Когда он вышел, наконец, на крыльцо, весь двор уже был залит теплыми и сверкающими потоками солнечного света. За избами горланили петухи. Ефим, с форсом подавая ему лошадей, ухмылялся с козел; из глубины двора он хорошо видел в окне мезонина прощальный поцелуй своего барина, и, ухмыляясь в бороду, он теперь думал:
«В этом году не то семая, не то восьмая».
Он знал большинство секретов барина и вел про себя счет.
У Ложбининой сидели ее обычные четверговые гости: Кондаревы, Грохотов, Столбунцов. Недоставало только одного Опалихина.

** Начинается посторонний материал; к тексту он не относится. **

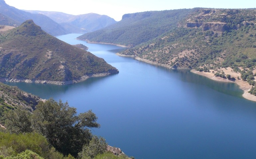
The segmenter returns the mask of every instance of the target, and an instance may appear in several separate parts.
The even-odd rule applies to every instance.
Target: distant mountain
[[[92,13],[75,16],[57,12],[24,11],[45,15],[72,33],[93,31],[117,22],[108,16]]]
[[[47,34],[32,20],[0,33],[0,45],[2,80],[64,84],[118,72],[103,59]]]
[[[134,46],[177,27],[178,23],[193,10],[184,9],[125,14],[117,23],[78,38]]]
[[[0,25],[19,26],[25,21],[32,19],[44,31],[53,35],[68,33],[58,23],[42,14],[33,14],[19,10],[0,0]]]

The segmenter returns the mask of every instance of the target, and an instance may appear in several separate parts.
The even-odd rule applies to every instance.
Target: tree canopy
[[[13,133],[33,131],[41,133],[65,155],[76,157],[92,138],[89,128],[100,126],[91,110],[77,115],[75,108],[61,100],[40,101],[33,114],[25,111],[16,109],[7,113],[7,129]]]

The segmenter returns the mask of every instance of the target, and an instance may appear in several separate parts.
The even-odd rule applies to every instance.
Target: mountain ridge
[[[45,15],[73,33],[93,31],[116,23],[113,19],[107,16],[92,13],[74,15],[58,12],[24,11]]]
[[[118,73],[103,59],[43,31],[32,20],[0,33],[0,78],[66,84]]]
[[[0,21],[0,25],[16,26],[21,25],[26,20],[33,19],[44,30],[51,35],[56,35],[68,33],[63,27],[48,17],[20,10],[8,5],[4,0],[0,0],[0,14],[5,18],[4,21]]]

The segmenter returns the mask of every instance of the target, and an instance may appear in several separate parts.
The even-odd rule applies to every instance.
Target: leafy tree
[[[39,155],[31,150],[26,150],[15,157],[7,157],[4,159],[44,159]]]
[[[31,113],[29,111],[19,108],[9,111],[5,115],[7,119],[6,126],[11,132],[19,133],[32,132]]]
[[[45,137],[38,133],[16,134],[0,132],[0,155],[5,157],[16,156],[26,150],[46,159],[64,158],[63,155],[56,151]]]
[[[100,127],[91,110],[77,115],[76,108],[60,100],[40,102],[32,118],[33,129],[65,155],[70,153],[76,156],[92,139],[88,128]]]

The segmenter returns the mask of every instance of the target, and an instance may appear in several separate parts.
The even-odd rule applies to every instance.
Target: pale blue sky
[[[94,13],[117,21],[126,13],[194,7],[256,8],[255,0],[5,0],[20,9],[61,12],[73,15]]]

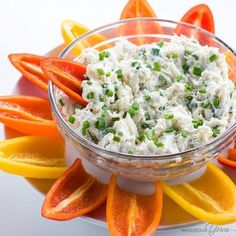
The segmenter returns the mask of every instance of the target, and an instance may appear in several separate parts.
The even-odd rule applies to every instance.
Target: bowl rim
[[[103,26],[97,27],[93,30],[90,30],[84,34],[82,34],[81,36],[79,36],[78,38],[76,38],[74,41],[72,41],[60,54],[59,54],[59,58],[64,58],[66,56],[66,54],[68,52],[70,52],[70,50],[74,47],[74,45],[76,45],[79,41],[85,39],[86,37],[94,34],[94,33],[98,33],[99,31],[102,31],[106,28],[109,27],[113,27],[113,26],[117,26],[117,25],[121,25],[121,24],[125,24],[127,22],[136,22],[136,21],[156,21],[156,22],[165,22],[165,23],[170,23],[170,24],[177,24],[177,25],[182,25],[184,27],[188,27],[188,28],[192,28],[195,30],[198,30],[202,33],[204,33],[205,35],[215,39],[217,42],[219,42],[220,44],[222,44],[225,48],[227,48],[234,56],[236,56],[236,53],[234,52],[234,50],[228,46],[223,40],[221,40],[220,38],[218,38],[216,35],[189,23],[185,23],[185,22],[178,22],[178,21],[173,21],[173,20],[165,20],[165,19],[159,19],[159,18],[145,18],[145,17],[140,17],[140,18],[130,18],[130,19],[125,19],[125,20],[119,20],[116,22],[112,22],[109,24],[105,24]],[[79,133],[76,133],[74,131],[74,129],[65,121],[65,119],[63,118],[63,116],[61,115],[57,103],[55,101],[55,97],[54,97],[54,90],[58,89],[51,81],[48,82],[48,96],[49,96],[49,100],[51,103],[51,107],[53,110],[54,115],[56,116],[56,120],[59,120],[60,124],[63,126],[63,128],[73,137],[74,140],[79,141],[80,144],[82,144],[83,146],[85,146],[86,148],[94,151],[94,152],[101,152],[105,155],[110,155],[110,156],[118,156],[119,158],[123,158],[126,160],[150,160],[150,161],[155,161],[155,160],[167,160],[167,159],[175,159],[176,157],[179,156],[185,156],[185,155],[190,155],[192,153],[196,153],[199,152],[205,148],[208,148],[212,145],[217,145],[218,142],[222,141],[222,139],[224,139],[225,137],[228,137],[234,130],[236,130],[236,122],[234,122],[229,128],[227,128],[220,136],[218,136],[217,138],[213,139],[211,142],[208,142],[206,144],[194,147],[194,148],[190,148],[187,149],[185,151],[181,151],[181,152],[177,152],[177,153],[170,153],[170,154],[162,154],[162,155],[137,155],[137,154],[127,154],[127,153],[122,153],[122,152],[115,152],[115,151],[109,151],[103,147],[100,147],[99,145],[93,143],[90,140],[85,139],[84,137],[82,137]]]

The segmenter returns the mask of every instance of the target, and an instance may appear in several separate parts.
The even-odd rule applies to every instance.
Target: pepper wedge
[[[106,197],[107,185],[89,175],[77,159],[47,193],[42,216],[69,220],[91,212],[105,202]]]
[[[31,96],[0,97],[0,122],[29,135],[61,137],[47,99]]]
[[[122,190],[112,176],[107,196],[107,223],[111,235],[152,235],[159,225],[162,212],[162,187],[156,184],[151,195]]]

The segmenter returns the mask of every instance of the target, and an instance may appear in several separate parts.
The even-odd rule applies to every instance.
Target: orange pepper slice
[[[45,78],[40,67],[41,61],[45,60],[46,57],[26,53],[10,54],[8,57],[12,65],[15,66],[25,78],[47,92],[48,80]]]
[[[229,149],[228,158],[219,156],[217,160],[224,166],[236,169],[236,149]]]
[[[44,91],[48,90],[51,80],[71,99],[86,106],[82,99],[81,81],[84,79],[86,67],[68,59],[42,57],[33,54],[10,54],[11,63],[28,80]]]
[[[144,196],[122,190],[116,177],[112,176],[106,209],[111,235],[152,235],[161,218],[161,184],[156,184],[155,193]]]
[[[86,73],[84,65],[67,59],[50,58],[41,63],[41,68],[45,77],[71,99],[82,106],[87,105],[81,97],[81,82]]]
[[[198,27],[201,27],[211,33],[215,33],[214,17],[211,9],[206,4],[199,4],[189,9],[181,18],[182,22],[186,22]],[[186,29],[185,26],[178,25],[175,29],[178,35],[185,35],[188,37],[194,36],[202,45],[210,45],[211,40],[208,36],[198,33],[196,30]]]
[[[29,135],[61,137],[47,99],[31,96],[0,97],[0,122]]]
[[[136,17],[152,17],[157,18],[154,10],[146,0],[130,0],[124,7],[120,19],[136,18]],[[118,28],[118,35],[139,35],[139,34],[161,34],[163,28],[159,23],[154,22],[134,22],[129,23],[127,26],[120,26]],[[156,41],[152,38],[135,38],[130,41],[141,45],[144,43],[151,43]]]
[[[208,165],[200,178],[173,186],[163,183],[163,189],[197,219],[211,224],[236,222],[236,186],[213,164]]]
[[[105,202],[106,197],[107,185],[89,175],[77,159],[47,193],[42,216],[69,220],[91,212]]]

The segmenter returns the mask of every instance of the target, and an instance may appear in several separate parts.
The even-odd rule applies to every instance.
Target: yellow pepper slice
[[[70,44],[76,38],[88,31],[89,28],[73,20],[64,20],[61,24],[62,37],[66,45]],[[106,38],[103,35],[94,34],[87,40],[83,40],[83,43],[79,43],[73,50],[77,55],[79,55],[82,49],[94,46],[104,40],[106,40]],[[107,47],[101,47],[99,49],[102,50],[105,48]]]
[[[164,192],[196,218],[211,224],[236,222],[236,186],[219,168],[209,164],[197,180],[169,186]]]
[[[39,136],[1,141],[0,170],[28,178],[58,178],[66,170],[64,142]]]

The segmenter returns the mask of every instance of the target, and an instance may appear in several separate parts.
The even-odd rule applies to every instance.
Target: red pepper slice
[[[195,26],[201,27],[211,33],[215,33],[214,17],[211,9],[206,4],[199,4],[192,7],[180,20]],[[178,25],[175,29],[175,33],[178,35],[185,35],[187,37],[195,37],[202,45],[210,44],[208,36],[197,32],[195,29],[186,29],[186,27]]]
[[[222,164],[230,168],[236,169],[236,149],[229,149],[228,158],[219,156],[217,160]]]
[[[67,59],[50,58],[42,61],[41,68],[45,77],[71,99],[83,106],[87,105],[81,97],[81,82],[86,73],[84,65]]]
[[[87,214],[105,202],[107,189],[107,185],[89,175],[77,159],[47,193],[42,216],[69,220]]]
[[[0,122],[29,135],[61,137],[47,99],[31,96],[0,97]]]
[[[44,91],[48,90],[48,80],[45,78],[40,67],[41,61],[45,60],[47,57],[26,53],[10,54],[8,57],[12,65],[15,66],[25,78]]]

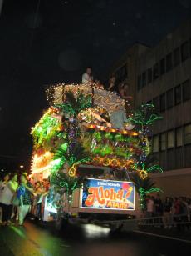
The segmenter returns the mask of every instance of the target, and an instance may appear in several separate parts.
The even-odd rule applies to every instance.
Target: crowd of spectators
[[[35,183],[27,173],[4,174],[0,180],[0,224],[22,225],[28,213],[42,219],[49,185],[46,178]]]
[[[164,228],[189,228],[191,214],[191,198],[186,197],[166,197],[160,198],[159,194],[146,198],[145,217],[154,218],[154,223],[162,223]]]

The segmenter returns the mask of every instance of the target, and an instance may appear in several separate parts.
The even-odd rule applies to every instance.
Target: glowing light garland
[[[62,103],[66,92],[71,91],[76,97],[80,93],[91,95],[95,105],[103,108],[111,113],[117,106],[125,110],[125,100],[120,98],[115,93],[96,88],[96,84],[57,84],[47,89],[47,99],[51,105]]]
[[[142,104],[129,115],[126,129],[115,129],[110,123],[110,115],[119,105],[125,109],[125,101],[115,93],[96,84],[58,84],[47,90],[47,98],[53,107],[31,133],[37,152],[32,173],[51,170],[52,183],[66,188],[70,203],[73,191],[84,183],[77,177],[81,163],[135,170],[142,180],[147,180],[152,171],[162,172],[159,165],[145,168],[144,163],[149,153],[148,126],[161,119],[149,114],[154,105]],[[147,193],[159,191],[140,187],[140,208],[144,207]]]
[[[141,164],[140,168],[139,168],[139,163],[135,163],[133,168],[139,173],[139,175],[142,179],[145,179],[148,177],[148,173],[150,172],[159,171],[160,173],[163,173],[162,168],[158,164],[153,165],[150,168],[145,169],[144,163]]]

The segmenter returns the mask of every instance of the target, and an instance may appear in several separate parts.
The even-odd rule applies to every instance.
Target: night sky
[[[87,65],[105,81],[128,46],[153,46],[189,17],[191,0],[5,0],[0,155],[15,156],[12,168],[30,163],[30,128],[47,107],[47,84],[81,82]]]

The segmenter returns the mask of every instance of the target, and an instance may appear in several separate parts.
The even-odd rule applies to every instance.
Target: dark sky
[[[44,85],[80,82],[86,65],[105,80],[129,45],[154,45],[189,17],[191,0],[4,1],[0,155],[30,162],[30,128],[47,108]]]

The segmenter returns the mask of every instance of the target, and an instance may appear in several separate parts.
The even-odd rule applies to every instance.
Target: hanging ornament
[[[74,177],[74,176],[76,175],[76,172],[77,172],[77,170],[76,170],[76,166],[75,166],[75,164],[73,164],[73,165],[70,168],[70,169],[69,169],[69,171],[68,171],[68,175],[69,175],[70,177]]]

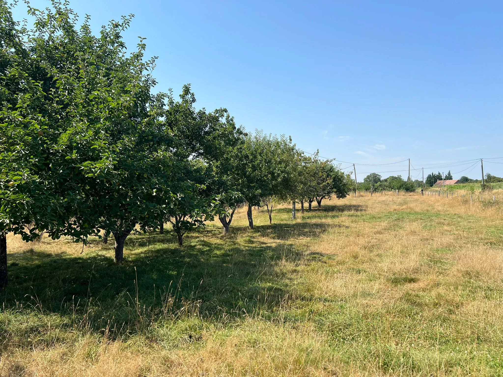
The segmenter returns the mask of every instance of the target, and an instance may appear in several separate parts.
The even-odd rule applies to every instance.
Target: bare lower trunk
[[[230,223],[232,222],[232,217],[234,216],[234,212],[235,210],[232,210],[232,212],[230,213],[230,215],[229,216],[229,219],[227,219],[227,215],[223,215],[221,216],[218,216],[218,220],[222,223],[222,225],[223,226],[223,233],[224,234],[227,234],[229,233],[229,227],[230,226]]]
[[[115,258],[114,261],[115,263],[121,263],[124,260],[124,241],[126,238],[131,233],[131,231],[122,231],[114,233],[114,238],[115,239]]]
[[[267,214],[269,216],[269,224],[273,223],[273,202],[271,201],[271,208],[269,208],[269,205],[266,202],[266,208],[267,209]]]
[[[108,236],[110,235],[110,231],[106,230],[103,233],[103,243],[108,243]]]
[[[0,289],[7,285],[7,237],[0,233]]]
[[[252,215],[252,205],[248,203],[248,212],[246,212],[248,216],[248,225],[249,225],[250,229],[253,229],[253,217]]]

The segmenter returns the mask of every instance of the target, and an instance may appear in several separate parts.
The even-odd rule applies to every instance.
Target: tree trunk
[[[7,236],[0,233],[0,289],[7,285]]]
[[[230,213],[230,215],[229,216],[229,220],[227,219],[227,215],[224,215],[223,216],[219,216],[218,220],[220,220],[222,225],[223,226],[223,234],[227,234],[229,233],[229,227],[230,226],[230,223],[232,222],[232,217],[234,216],[234,213],[235,212],[235,210],[232,210],[232,212]]]
[[[267,209],[267,214],[269,216],[269,224],[273,223],[273,202],[271,202],[271,209],[269,209],[269,205],[266,203],[266,208]]]
[[[177,237],[178,238],[178,244],[181,246],[184,245],[184,235],[182,232],[179,231],[177,232]]]
[[[248,212],[246,213],[248,216],[248,225],[249,225],[250,229],[253,229],[253,217],[252,216],[252,205],[248,203]]]
[[[121,263],[124,260],[124,241],[130,233],[130,230],[116,232],[114,233],[114,238],[115,239],[115,246],[114,247],[115,250],[115,258],[114,258],[114,261],[115,263]]]
[[[229,223],[227,221],[227,216],[224,215],[223,216],[218,216],[218,220],[222,223],[223,226],[223,234],[227,234],[229,233]]]

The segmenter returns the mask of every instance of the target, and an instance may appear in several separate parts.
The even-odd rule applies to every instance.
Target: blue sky
[[[503,157],[500,2],[71,4],[97,32],[134,14],[124,38],[132,49],[146,37],[159,57],[157,90],[190,83],[199,107],[225,107],[247,130],[291,135],[306,152],[370,165],[410,158],[455,178],[480,169],[454,161]],[[497,162],[484,171],[503,175]],[[395,172],[406,165],[357,172],[406,176]]]

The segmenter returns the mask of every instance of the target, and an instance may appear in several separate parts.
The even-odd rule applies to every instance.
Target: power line
[[[300,150],[302,152],[303,152],[305,153],[307,153],[308,154],[310,154],[310,155],[311,155],[312,156],[317,155],[318,157],[319,157],[321,158],[323,158],[323,159],[327,159],[327,160],[334,160],[334,161],[336,161],[337,162],[342,162],[342,163],[344,163],[349,164],[349,165],[348,165],[346,167],[344,167],[344,168],[341,168],[341,170],[346,170],[347,169],[349,169],[350,168],[354,167],[354,165],[357,165],[357,166],[389,166],[390,167],[391,167],[391,166],[393,166],[393,167],[396,166],[396,167],[405,167],[406,166],[406,167],[408,167],[408,165],[397,165],[397,164],[399,164],[399,163],[400,163],[401,162],[405,162],[406,161],[408,161],[408,159],[405,159],[405,160],[402,160],[402,161],[397,161],[396,162],[388,162],[387,163],[384,163],[384,164],[361,164],[361,163],[357,163],[356,162],[350,162],[349,161],[343,161],[342,160],[338,160],[337,158],[328,158],[327,157],[323,157],[322,156],[320,156],[319,154],[316,155],[315,153],[310,153],[309,152],[306,152],[305,151],[302,150],[302,149],[300,149],[299,150]],[[484,158],[483,159],[484,160],[496,160],[496,159],[503,159],[503,157],[491,157],[490,158]],[[453,167],[456,167],[457,166],[462,166],[463,165],[466,165],[470,164],[470,166],[468,166],[468,167],[466,168],[465,169],[463,169],[462,170],[460,170],[459,171],[458,171],[458,172],[455,172],[455,173],[454,173],[454,174],[458,174],[458,173],[461,173],[461,172],[462,172],[463,171],[467,170],[468,169],[470,169],[470,168],[471,168],[473,166],[475,166],[475,165],[476,165],[478,163],[478,161],[479,161],[479,160],[480,160],[479,158],[477,158],[477,159],[471,159],[471,160],[462,160],[462,161],[452,161],[452,162],[437,162],[437,163],[428,163],[428,164],[421,164],[420,165],[422,166],[422,168],[420,168],[420,169],[418,169],[418,168],[417,168],[416,167],[414,167],[414,166],[411,163],[410,164],[410,166],[411,166],[411,169],[412,170],[415,170],[415,171],[420,172],[420,173],[418,173],[417,175],[416,175],[415,176],[415,177],[417,177],[417,176],[418,176],[419,174],[421,173],[420,172],[422,171],[422,168],[425,168],[425,169],[432,169],[433,170],[435,170],[435,169],[436,169],[453,168]],[[503,164],[503,162],[500,162],[493,161],[487,161],[487,162],[489,162],[490,163]],[[473,169],[472,169],[472,170],[473,170]],[[471,171],[471,170],[470,170],[470,171]],[[404,172],[404,171],[408,171],[408,169],[404,169],[403,170],[384,170],[384,171],[363,171],[363,172],[359,172],[357,174],[370,174],[371,173],[398,173],[398,172]]]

Прежде чем ехать к Ложбининой, Кондарев заезжал к нему и вскользь спросил, будет ли он у нее сегодня, но Опалихин отвечал уклончиво, и тень замешательства бродила по его лицу, всегда спокойному и холодному. Видимо он колебался: как будто ему хотелось ехать, его точно даже поджигало любопытство, но, вместе с тем, его пугало подозрение, что все эти люди поглядят на него, как на вора. И это угнетало его и мучило. Это было заметно по его лицу. Кондарев, не видевший его несколько дней, нашел даже его лицо сильно осунувшимся, а все его движения и жесты, всегда отличавшиеся холодной размеренностью, слишком для него беспокойными и тревожными. Очевидно, его уравновешенное спокойствие было поколеблено и силы подорваны. Он прекрасно знал, что в уезде держится упорный слух, что кондаревские сорок пять тысяч украл именно он. И сообщая об этих слухах Кондареву, он с непривычным для него волнением восклицал:
— Послушай, неужели и ты веришь, что эти деньги украл я?
Кондарев пристально глядел на него и твердо произносил:
— Ну, уж пусть это думает кто другой, а я-то убежден, как в себе, что ты их не воровал.